第53回日本小児循環器学会総会・学術集会

講演情報

JCK E-Oral Presentation

JCK E-Oral Presentation 2 (III-JCKEOP02)

2017年7月9日(日) 13:00 〜 14:00 E-Oral エリア (1F 展示イベントホール)

Chair:Atsuko Kato(Division of Cardiology, The Labatt Family Heart Centre, Department of Pediatrics, The Hospital for Sick Children, University of Toronto, Toronto, Canada)
Chair:Takaya Hoashi(Department of Pediatric Cardiovascular Surgery, National Cerebral and Cardiovascular Center, Suita, Japan)

13:00 〜 14:00

[III-JCKEOP02-03] Development of a New and Rapid 3D Printing System for Manufacturing Super Flexible Replicas of Congenital Heart Disease

Isao Shiraishi1, Kennichi Kurosaki1, Suzu Kanzaki2, Takaya Hoashi3, Hajime Ichikawa3 (1.Department of Pediatric Cardiology National Cerebral and Cardiovascular, Japan, 2.Department of Radiology, National Cerebral and Cardiovascular Center, Japan, 3.Department of Pediatric Cardiac Surgery, National Cerebral and Cardiovascular Center, Japan)

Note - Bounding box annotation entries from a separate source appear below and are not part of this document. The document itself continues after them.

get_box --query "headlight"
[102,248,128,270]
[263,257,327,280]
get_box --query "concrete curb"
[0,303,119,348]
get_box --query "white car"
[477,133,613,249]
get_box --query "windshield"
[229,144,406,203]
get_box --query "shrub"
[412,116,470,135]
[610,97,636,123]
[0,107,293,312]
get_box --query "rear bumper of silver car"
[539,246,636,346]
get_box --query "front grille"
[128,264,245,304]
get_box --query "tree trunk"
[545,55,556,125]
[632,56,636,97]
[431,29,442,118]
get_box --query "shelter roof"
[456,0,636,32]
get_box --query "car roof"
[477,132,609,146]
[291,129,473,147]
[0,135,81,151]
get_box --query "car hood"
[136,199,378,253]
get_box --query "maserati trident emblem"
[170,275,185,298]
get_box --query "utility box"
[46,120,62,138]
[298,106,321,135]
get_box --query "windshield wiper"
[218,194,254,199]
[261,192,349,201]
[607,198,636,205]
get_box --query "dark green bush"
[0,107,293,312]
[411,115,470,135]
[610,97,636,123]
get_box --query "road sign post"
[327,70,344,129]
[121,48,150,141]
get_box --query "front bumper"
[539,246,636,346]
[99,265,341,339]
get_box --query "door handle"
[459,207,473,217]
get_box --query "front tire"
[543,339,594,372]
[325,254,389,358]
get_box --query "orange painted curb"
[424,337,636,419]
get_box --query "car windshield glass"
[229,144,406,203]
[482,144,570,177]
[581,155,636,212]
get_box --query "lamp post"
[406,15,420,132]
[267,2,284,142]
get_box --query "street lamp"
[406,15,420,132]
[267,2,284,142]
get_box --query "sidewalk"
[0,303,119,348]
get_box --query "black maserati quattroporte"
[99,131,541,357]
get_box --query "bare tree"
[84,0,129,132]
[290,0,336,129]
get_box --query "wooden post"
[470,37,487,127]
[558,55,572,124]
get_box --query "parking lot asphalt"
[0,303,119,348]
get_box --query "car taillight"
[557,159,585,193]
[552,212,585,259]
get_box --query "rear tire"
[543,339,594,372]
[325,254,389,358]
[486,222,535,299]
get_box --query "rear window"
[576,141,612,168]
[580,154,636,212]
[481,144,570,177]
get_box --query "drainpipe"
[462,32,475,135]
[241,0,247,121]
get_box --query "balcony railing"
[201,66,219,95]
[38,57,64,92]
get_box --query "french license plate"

[Backgrounds] Recently, 3D printing technology has been applied for diagnosis and surgical simulation of congenital heart disease. We have shown a unique technology that manufactures precise and super flexible polyurethane replicas of congenital heart disease by means of stereolithography followed by vacuum casting. To improve limitations in time and cost of this technique, we here developed a novel and rapid 3D printing system in collaboration with several Japanese chemical and mechanical companies. [Materials and Methods] The new 3D printing machine consists of 4 inkjet heads with 200x500mm size that can reproduce not only child but also adult heart and thoracic aorta. Inkjet materials with similar texture to the human heart were also developed. We preliminary manufactured several different types of heart replicas including ASD, VSD, TOF, and ccTGA. [Results] After printing conditions have been optimized, super flexible replicas of congenital heart disease were manufactured with precise external surface and detailed internal structure of the atria and ventricles. The replicas exhibited similar texture to the real heart and allow surgeons simulation surgery by cutting and suturing. Whole process takes approximately 48 hours including initial 3D image processing. [Conclusions] We have successfully developed a new 3D inkjet printing technology based on industry -academia collaboration. Further improvements of ink materials and printing technologies are necessary to reduce time and cost of the replicas to be used all over the world.